Beth’s eyes grew wide. “Don’t worry, they won’t,” Kyle murmured to her. She nodded, but Kyle could feel her heart racing.
He stared directly at Maeve. “I know you won’t, because she’s an innocent. You won’t hurt her to get to me.”
Kyle backed away, holding Beth against his chest until he was a few feet from the sofa. He glanced at the doorway. There would be no way he would be able to get away without taking Beth with him. By the time he looked back at the two women, Sophia had moved around the sofa to stand at his left, spear still in hand. Her wings and eyes burned like silver fire. Maeve hadn’t moved.
“You won’t hurt her either,” Sophia said.
Kyle laughed, a sound full of despair. “Oh, you believe me now?
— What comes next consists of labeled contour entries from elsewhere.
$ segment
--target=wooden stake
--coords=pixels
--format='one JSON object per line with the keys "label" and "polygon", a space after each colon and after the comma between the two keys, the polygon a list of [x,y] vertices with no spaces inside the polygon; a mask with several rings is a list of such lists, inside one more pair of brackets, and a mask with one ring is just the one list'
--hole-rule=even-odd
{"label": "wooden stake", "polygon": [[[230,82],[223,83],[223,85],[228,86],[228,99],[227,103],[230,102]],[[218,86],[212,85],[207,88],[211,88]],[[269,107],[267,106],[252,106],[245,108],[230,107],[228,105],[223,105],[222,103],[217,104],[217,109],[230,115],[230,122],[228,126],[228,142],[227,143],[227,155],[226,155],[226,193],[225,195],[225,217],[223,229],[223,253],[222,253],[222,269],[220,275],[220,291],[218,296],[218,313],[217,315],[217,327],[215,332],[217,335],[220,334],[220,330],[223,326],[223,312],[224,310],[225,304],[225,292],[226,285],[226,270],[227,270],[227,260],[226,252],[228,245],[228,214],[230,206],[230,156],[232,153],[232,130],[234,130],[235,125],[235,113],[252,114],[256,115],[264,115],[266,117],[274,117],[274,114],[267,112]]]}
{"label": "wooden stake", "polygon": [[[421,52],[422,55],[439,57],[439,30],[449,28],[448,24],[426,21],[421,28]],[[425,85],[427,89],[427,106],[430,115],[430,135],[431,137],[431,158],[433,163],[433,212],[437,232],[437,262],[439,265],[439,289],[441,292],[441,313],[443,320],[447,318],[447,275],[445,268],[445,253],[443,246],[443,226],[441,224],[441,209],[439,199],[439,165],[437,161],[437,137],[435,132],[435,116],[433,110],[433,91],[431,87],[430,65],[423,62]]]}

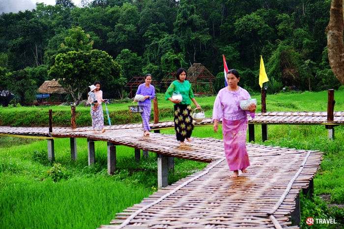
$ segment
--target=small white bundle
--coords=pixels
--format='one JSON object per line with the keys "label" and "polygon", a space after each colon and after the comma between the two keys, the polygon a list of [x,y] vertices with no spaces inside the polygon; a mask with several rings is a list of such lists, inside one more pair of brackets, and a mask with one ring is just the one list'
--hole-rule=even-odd
{"label": "small white bundle", "polygon": [[248,110],[248,107],[250,104],[254,103],[257,104],[257,100],[256,99],[250,99],[247,100],[241,100],[240,102],[240,108],[242,110]]}
{"label": "small white bundle", "polygon": [[134,99],[138,101],[143,102],[144,101],[144,96],[141,95],[137,94],[135,96],[135,98]]}

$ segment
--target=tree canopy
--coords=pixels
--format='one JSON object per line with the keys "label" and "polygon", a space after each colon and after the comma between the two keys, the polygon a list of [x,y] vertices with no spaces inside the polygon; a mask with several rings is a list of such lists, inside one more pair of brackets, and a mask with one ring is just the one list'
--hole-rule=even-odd
{"label": "tree canopy", "polygon": [[[74,68],[82,60],[90,61],[82,58],[84,54],[100,56],[104,51],[121,65],[121,82],[146,73],[159,81],[194,63],[220,74],[223,54],[229,67],[241,74],[243,86],[258,91],[262,55],[272,79],[266,83],[271,84],[268,93],[293,86],[337,89],[341,83],[324,64],[328,61],[324,51],[334,50],[326,49],[325,32],[331,4],[330,0],[94,0],[83,1],[82,7],[70,0],[37,3],[30,11],[0,15],[0,66],[7,73],[44,66],[50,70],[44,79],[64,78],[61,72],[54,75],[59,72],[57,56],[65,67]],[[332,28],[329,25],[328,37],[333,36]],[[99,51],[91,51],[95,50]],[[76,58],[81,59],[65,62]],[[216,90],[224,86],[223,78],[218,80]],[[112,84],[104,93],[117,97],[122,84]]]}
But you wanted to kill me not ten seconds ago.”
“Kyle, please,” Sophia said. “Just see it from my point of view. You tried to compel me even if you didn’t know what you were doing. What if there are other things you can do without knowing? You’re a danger to yourself, and to my daughter. Release Beth, and we can talk about it.”
“Talk about what? You just said it yourself, I’m a danger to everyone around me.” His mother’s words came back to haunt him.
You are cursed.
He felt hot tears sting his eyes. “My mother said that, too, you know, just before she tried to kill me. I was five! Do you know what that does to a kid? It destroys him.” He’d reached the kitchen. He shoved Beth forward as he felt the tears break free. “You know what? Do your worst. I don’t care. I deserve to die.”
Time slowed, and in the blink of an eye, he saw Ma
eve’s golden arrow release without hesitation just as Sophia lurched forward to grasp Beth. Kyle braced himself, his arms dropping to his side, and faced the streak of flame flying toward him. Maybe this was the best way for Sera to be protected. He locked eyes with Sophia’s. Beth’s face was horrified, her tears flowing as freely as his.
“Tell Sera I’m sorry—”
“No!” someone screamed. A fiery red blur whooshed past him into the path of the oncoming arrow, flinging an arm up and deflecting it into the opposite wall.
“Get out of the way. He’s—” Maeve began. She had already strung another arrow.
“I don’t care,” the glowing creature snapped. She turned to him. “Killing him is not the answer.”
But Maeve had already released the arrow. Sophia shouted a delayed warning. “Maeve, no, it’s Sera.” Her eyes were wide, her hands clapped to her mouth. “Sera?” she whispered. “It is you, isn’t it?”
This time Sera grasped the arrow in midair and crushed it between her fingers. They all stared as the rush of scarlet and gold flames receded, until it was just Sera standing in their midst, her arm held out wide. “Enough!”
“Sera! Your deifyre … ” Beth whispered. “What happened?”
“Xibalba happened,” Sera said wryly. Her face turned serious, but she still wouldn’t look at Kyle. He felt his heart sink. “Look, I don’t really want to know what caused all of this. I don’t care. We have bigger problems to worry about and right now, we need everyone who can help us. Including him.”
“But Kyle—” Sophia began.
“Mom, Nate’s gone.”
SERA AND KYLE
What do you mean, Nate’s gone?” her mother cried. “He’s in his room. I just saw him there!”
“No, he’s not there. I looked.”
“She’s right. He’s not here. I can’t feel him,” Kyle said, startling the others.
“What did you do?” Maeve hissed through her teeth at Kyle, her bow raised.
Sera stared coolly at Kyle, her face expressionless. She could see the remorse in his eyes but couldn’t quite bring herself to forgive him. “You should go,” she told him, then turned to Maeve, who still stood battle-stance ready. “I know you are here to protect my mother and me, but Kyle is not the enemy. Azrath is. Lay down your arms, Yoddhita.”